North Carolina Governor Announces Plans To Raise Teacher Pay, But Not Everyone Is Pleased

North Carolina Governor Pat McCrory (R) on Monday announced plans to boost teacher pay, but not all teachers are celebrating.

After months of teacher protests over various cuts to public education –- including a teacher pay freeze -- McCrory and other state legislative leaders said they will introduce a strategy for raising the minimum teacher salary. The proposed plan would raise the minimum salary for teachers with up to 10 years of experience, from $30,800 to $33,000 during the 2014 – 2015 school year and from $33,000 to $35,000 during 2015 – 2016, according to a press release from the governor’s office.

The plan also extends supplemental pay bumps for teachers who began working on a master’s degree by July 1, 2013, but not after that date. A budget that was passed in July 2013 controversially ended this previously automatic pay raise.

Some education advocates contend that McCrory’s plan's does not go far enough.

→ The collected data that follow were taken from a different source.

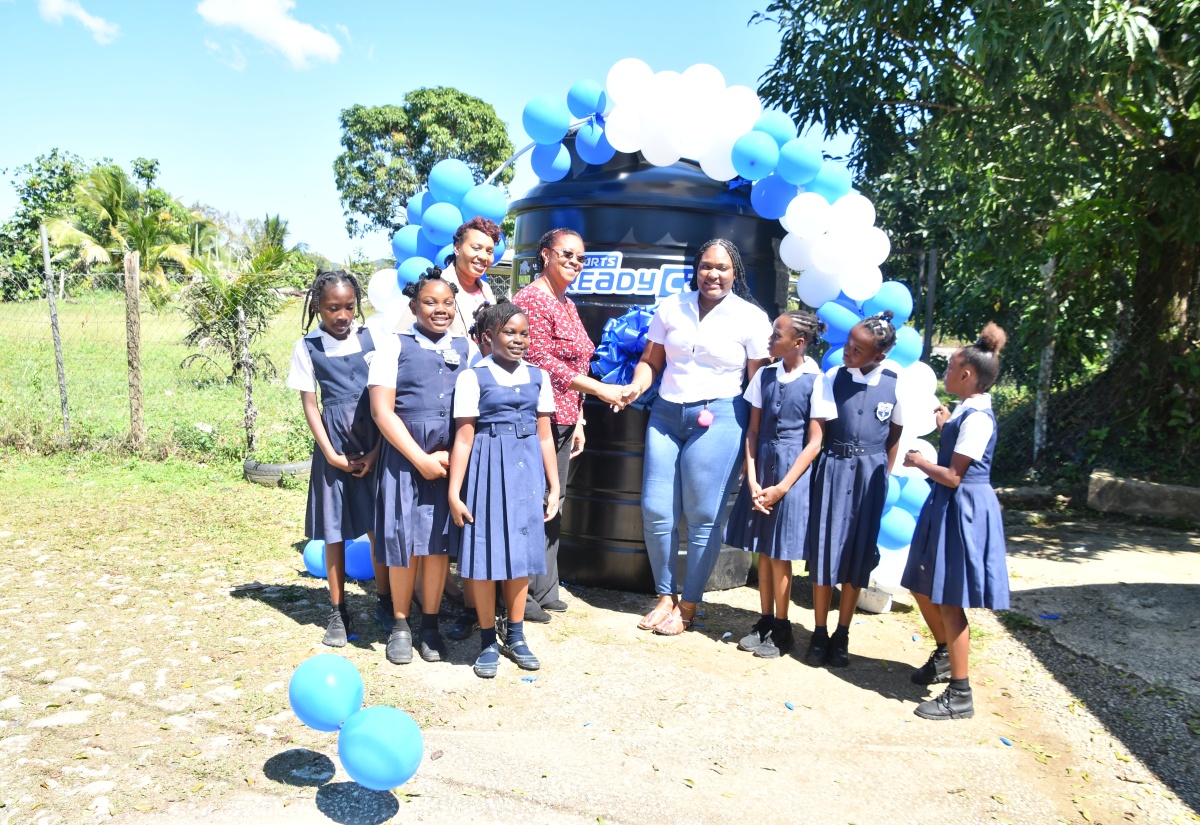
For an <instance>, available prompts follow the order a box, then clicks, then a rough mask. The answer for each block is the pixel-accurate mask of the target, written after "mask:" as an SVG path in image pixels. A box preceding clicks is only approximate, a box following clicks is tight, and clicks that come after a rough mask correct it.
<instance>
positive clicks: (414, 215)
mask: <svg viewBox="0 0 1200 825" xmlns="http://www.w3.org/2000/svg"><path fill="white" fill-rule="evenodd" d="M432 204H433V195H432V194H430V191H428V189H421V191H420V192H418V193H416V194H414V195H413V197H412V198H409V199H408V203H407V204H404V215H407V216H408V222H409V223H415V224H420V223H421V216H422V215H424V213H425V210H426V209H428V207H430V206H431V205H432Z"/></svg>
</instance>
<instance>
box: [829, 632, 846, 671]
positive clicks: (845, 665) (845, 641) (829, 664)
mask: <svg viewBox="0 0 1200 825" xmlns="http://www.w3.org/2000/svg"><path fill="white" fill-rule="evenodd" d="M828 663H829V667H830V668H848V667H850V636H847V634H846V633H834V634H833V636H830V637H829V662H828Z"/></svg>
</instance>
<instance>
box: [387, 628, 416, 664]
mask: <svg viewBox="0 0 1200 825" xmlns="http://www.w3.org/2000/svg"><path fill="white" fill-rule="evenodd" d="M385 656H386V657H388V661H389V662H391V663H392V664H408V663H409V662H412V661H413V632H412V631H410V630H408V628H407V627H406V628H403V630H401V628H398V627H394V628H392V631H391V634H390V636H388V650H386V652H385Z"/></svg>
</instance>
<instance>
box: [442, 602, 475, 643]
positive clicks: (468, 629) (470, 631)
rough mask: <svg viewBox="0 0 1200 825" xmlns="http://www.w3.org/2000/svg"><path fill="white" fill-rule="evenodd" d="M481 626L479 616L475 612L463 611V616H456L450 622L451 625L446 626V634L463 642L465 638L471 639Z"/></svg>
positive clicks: (452, 638)
mask: <svg viewBox="0 0 1200 825" xmlns="http://www.w3.org/2000/svg"><path fill="white" fill-rule="evenodd" d="M476 627H479V616H478V615H475V612H474V610H472V612H470V613H463V614H462V615H461V616H456V618H455V620H454V621H451V622H450V627H448V628H446V632H445V636H448V637H449V638H451V639H454V640H455V642H462V640H463V639H469V638H470V637H472V634H473V633H474V632H475V628H476Z"/></svg>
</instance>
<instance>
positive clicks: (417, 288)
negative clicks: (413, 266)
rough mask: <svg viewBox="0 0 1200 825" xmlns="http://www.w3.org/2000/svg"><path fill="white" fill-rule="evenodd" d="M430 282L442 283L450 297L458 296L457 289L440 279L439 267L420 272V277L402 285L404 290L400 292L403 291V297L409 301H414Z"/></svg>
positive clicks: (442, 279)
mask: <svg viewBox="0 0 1200 825" xmlns="http://www.w3.org/2000/svg"><path fill="white" fill-rule="evenodd" d="M432 282H437V283H444V284H445V285H446V287H449V288H450V293H451V294H452V295H457V294H458V288H457V287H455V285H454V284H452V283H450V282H449V281H446V279H445V278H443V277H442V267H440V266H431V267H428V269H427V270H425V271H424V272H421V277H419V278H418V279H416V281H413V282H412V283H407V284H404V289H403V290H401V291H403V293H404V296H406V297H408V299H409V300H410V301H415V300H418V299H419V297H420V296H421V290H422V289H425V284H427V283H432Z"/></svg>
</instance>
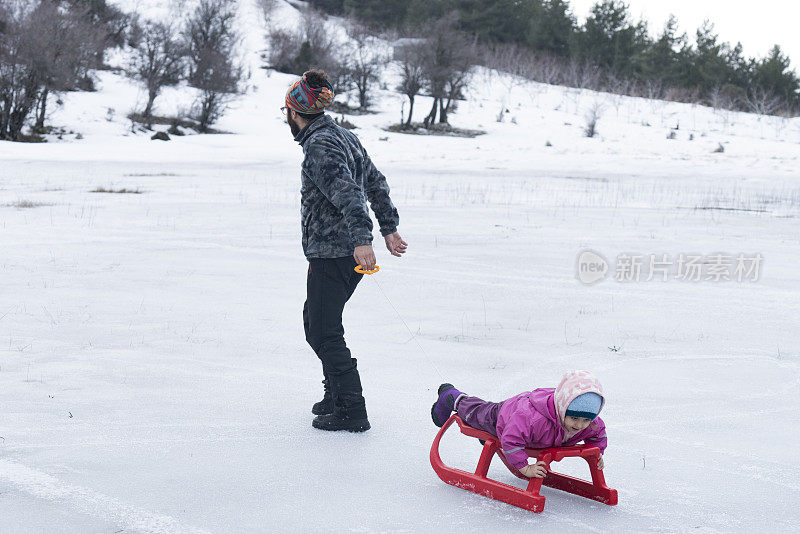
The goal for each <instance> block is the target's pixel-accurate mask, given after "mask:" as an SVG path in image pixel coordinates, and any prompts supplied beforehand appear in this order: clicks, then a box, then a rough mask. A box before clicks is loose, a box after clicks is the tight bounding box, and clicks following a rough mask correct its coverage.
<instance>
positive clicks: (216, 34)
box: [184, 0, 244, 132]
mask: <svg viewBox="0 0 800 534" xmlns="http://www.w3.org/2000/svg"><path fill="white" fill-rule="evenodd" d="M235 20H236V4H235V2H234V1H233V0H200V3H199V4H198V5H197V8H196V9H195V11H194V12H193V13H192V14H191V15H190V16H189V18H188V20H187V22H186V29H185V30H184V37H185V39H186V50H187V58H188V63H189V84H190V85H191V86H192V87H196V88H197V89H199V90H200V96H199V97H198V99H197V100H196V101H195V104H194V113H193V114H194V116H195V118H196V119H197V121H198V123H199V127H200V131H201V132H205V131H208V128H209V127H210V126H211V125H212V124H213V123H215V122H216V121H217V120H219V118H220V117H221V116H222V114H223V113H224V112H225V109H226V108H227V105H228V104H229V103H230V100H231V99H232V98H233V96H234V95H236V94H238V93H241V92H242V88H241V82H242V80H243V78H244V68H243V66H242V65H241V62H240V61H238V60H237V59H236V54H237V45H238V41H239V35H238V33H237V32H236V31H235V29H234V28H233V26H234V24H235Z"/></svg>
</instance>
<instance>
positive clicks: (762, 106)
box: [745, 85, 781, 116]
mask: <svg viewBox="0 0 800 534" xmlns="http://www.w3.org/2000/svg"><path fill="white" fill-rule="evenodd" d="M745 102H746V104H747V109H748V110H750V111H751V112H753V113H755V114H757V115H759V116H764V115H773V114H775V113H776V112H777V111H778V110H779V109H780V107H781V98H780V97H779V96H777V95H775V94H774V93H773V92H772V91H769V90H767V89H764V88H763V87H761V86H758V85H756V86H755V87H752V88H751V89H750V90H749V91H747V95H746V96H745Z"/></svg>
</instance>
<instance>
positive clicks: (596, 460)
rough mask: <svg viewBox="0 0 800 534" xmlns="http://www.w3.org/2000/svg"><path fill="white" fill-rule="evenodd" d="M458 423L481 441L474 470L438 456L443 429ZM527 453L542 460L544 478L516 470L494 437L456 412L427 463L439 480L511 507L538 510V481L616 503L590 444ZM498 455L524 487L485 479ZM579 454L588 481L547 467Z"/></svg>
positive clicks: (446, 430)
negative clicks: (482, 447)
mask: <svg viewBox="0 0 800 534" xmlns="http://www.w3.org/2000/svg"><path fill="white" fill-rule="evenodd" d="M453 423H458V427H459V429H460V430H461V433H462V434H464V435H466V436H470V437H473V438H477V439H480V440H483V441H484V442H485V443H484V445H483V450H482V451H481V456H480V459H479V460H478V467H477V468H476V469H475V472H474V473H469V472H467V471H462V470H461V469H456V468H453V467H449V466H447V465H445V464H444V462H442V459H441V457H440V456H439V442H440V441H441V439H442V436H443V435H444V433H445V432H446V431H447V429H448V428H449V427H450V426H451V425H452V424H453ZM525 452H526V453H528V456H530V457H532V458H536V460H537V461H541V462H544V463H545V469H546V470H547V475H546V476H545V478H528V477H526V476H525V475H523V474H522V473H520V472H519V470H518V469H515V468H514V467H512V466H511V465H509V463H508V460H507V459H506V457H505V455H504V454H503V451H502V449H501V448H500V441H499V439H498V438H497V436H494V435H492V434H489V433H488V432H483V431H481V430H477V429H475V428H472V427H471V426H468V425H467V424H466V423H464V421H462V420H461V418H460V417H459V416H458V415H457V414H453V415H452V416H451V417H450V419H448V420H447V422H446V423H445V424H444V425H443V426H442V428H441V429H440V430H439V433H438V434H436V439H434V440H433V445H432V446H431V466H433V470H434V471H436V474H437V475H438V476H439V478H440V479H442V481H444V482H445V483H447V484H450V485H451V486H457V487H459V488H462V489H465V490H468V491H471V492H473V493H477V494H478V495H483V496H486V497H489V498H491V499H495V500H498V501H502V502H505V503H507V504H511V505H513V506H518V507H520V508H524V509H525V510H530V511H531V512H535V513H541V512H542V510H544V502H545V497H544V495H542V494H541V493H540V490H541V487H542V484H544V485H545V486H548V487H550V488H555V489H559V490H561V491H565V492H567V493H572V494H574V495H579V496H581V497H586V498H587V499H592V500H595V501H598V502H601V503H603V504H608V505H615V504H617V490H615V489H611V488H609V487H608V486H607V485H606V481H605V477H604V476H603V472H602V471H601V470H600V469H598V468H597V461H598V460H599V459H600V449H598V448H597V447H594V446H591V445H576V446H573V447H552V448H548V449H525ZM495 454H496V455H497V456H499V457H500V460H502V462H503V463H504V464H505V466H506V467H507V468H508V469H509V471H511V472H512V473H513V474H514V475H516V476H517V477H519V478H521V479H523V480H527V481H528V487H527V488H526V489H524V490H523V489H520V488H517V487H515V486H511V485H509V484H504V483H503V482H498V481H496V480H492V479H491V478H488V476H487V473H488V472H489V465H490V464H491V463H492V458H494V455H495ZM570 457H580V458H583V459H584V460H586V462H587V463H588V464H589V471H590V473H591V476H592V481H591V482H589V481H588V480H581V479H579V478H575V477H571V476H568V475H562V474H559V473H555V472H553V471H551V470H550V464H551V463H552V462H560V461H561V460H563V459H564V458H570Z"/></svg>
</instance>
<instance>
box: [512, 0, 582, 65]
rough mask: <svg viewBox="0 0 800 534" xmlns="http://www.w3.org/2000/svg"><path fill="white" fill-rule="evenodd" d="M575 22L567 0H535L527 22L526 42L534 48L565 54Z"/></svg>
mask: <svg viewBox="0 0 800 534" xmlns="http://www.w3.org/2000/svg"><path fill="white" fill-rule="evenodd" d="M576 29H577V23H576V22H575V17H574V16H573V14H572V13H571V12H570V10H569V2H568V1H567V0H544V1H541V2H537V5H536V6H535V9H534V10H533V15H532V17H531V20H530V24H529V31H528V34H527V36H526V39H525V41H526V43H527V44H528V45H530V46H531V47H532V48H533V49H534V50H544V51H546V52H550V53H553V54H556V55H559V56H567V55H569V52H570V43H571V42H572V40H573V39H574V37H575V32H576Z"/></svg>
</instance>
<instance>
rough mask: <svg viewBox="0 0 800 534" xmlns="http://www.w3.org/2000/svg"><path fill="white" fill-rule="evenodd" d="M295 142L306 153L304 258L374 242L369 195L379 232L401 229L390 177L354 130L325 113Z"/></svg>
mask: <svg viewBox="0 0 800 534" xmlns="http://www.w3.org/2000/svg"><path fill="white" fill-rule="evenodd" d="M295 141H297V142H298V143H300V145H301V146H302V147H303V153H304V154H305V159H304V160H303V167H302V173H301V174H302V188H301V190H300V194H301V203H300V216H301V219H302V222H303V252H304V253H305V255H306V258H341V257H345V256H352V255H353V251H354V250H355V247H357V246H359V245H370V244H372V219H371V218H370V216H369V211H368V210H367V199H369V203H370V205H371V206H372V211H374V212H375V217H377V219H378V223H379V224H380V230H381V235H384V236H386V235H389V234H391V233H393V232H396V231H397V225H398V224H399V222H400V217H399V215H398V214H397V209H395V207H394V205H393V204H392V201H391V199H390V198H389V186H388V184H387V183H386V178H385V177H384V176H383V174H381V173H380V171H378V169H376V168H375V165H373V164H372V161H371V160H370V159H369V156H368V155H367V151H366V150H364V147H363V146H361V143H360V142H359V140H358V138H357V137H356V136H355V135H354V134H353V133H351V132H349V131H348V130H346V129H344V128H342V127H340V126H339V125H338V124H336V123H335V122H334V121H333V119H331V118H330V117H329V116H328V115H322V116H321V117H319V118H317V119H315V120H313V121H312V122H311V123H309V124H308V125H306V127H305V128H303V129H302V130H300V132H298V134H297V136H296V137H295Z"/></svg>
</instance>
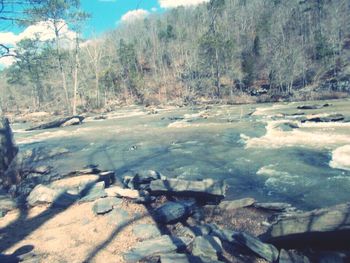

They note that the plan, should it pass the legislature, will impact teachers at the start of their career, but they point out that it does not outline pay bumps for veteran teachers. In sum, they fear that the plan would not impact a majority of teachers in the state.

Furthermore, the plan would leave North Carolina teachers' starting salary below the national average. According to the National Education Association, the 2012 – 2013 national average for starting teacher salaries was $36,141. During that year, North Carolina paid starting teachers a mere $30,778.

McCrory noted in his release that he may announce more pay increase proposals for teachers as the "revenue outlook becomes clearer and available.”

At a news conference Monday, McCrory said teachers have not received pay raises in recent years due to budgetary issues, according to local outlet WRAL-TV.

"It's about time we start showing respect for our teachers," he said, per WRAL. "For the past six years or so, North Carolina has not made the needed investments in its teachers."

Following the announcement, the North Carolina House Democratic Caucus started a petition demanding a pay raise for all teachers.

This Republican plan only offers a pay raise to a select few teachers at a time when ALL teachers in North Carolina deserve a raise. The plan DOES NOT raise teacher pay to the national average, DOES NOT make teacher pay in NC competitive with other states -– like Virginia –- that are luring teachers away and DOES NOT offer a plan that will prepare our students for the modern workforce,” reads the petition.

The North Carolina Association of Educators also had a vitriolic response to the plan.

While this pay plan rewards newer teachers, it is disrespectful to veteran teachers, sends a clear message that students don’t deserve teachers who are experienced and committed to the teaching profession, and institutionalizes teacher turnover,” said the statement.

Since last year, when the state legislature passed a budget that ended a series of benefits for teachers, some worried that there would be an exodus of teachers away from the state or out of the profession.

Indeed, a January survey of teachers found that 96 percent of respondents said "public education in North Carolina is headed in the wrong direction,” while 74 percent signaled “they were less likely to continue working as a teacher/administrator in NC,” as a result of recent legislation.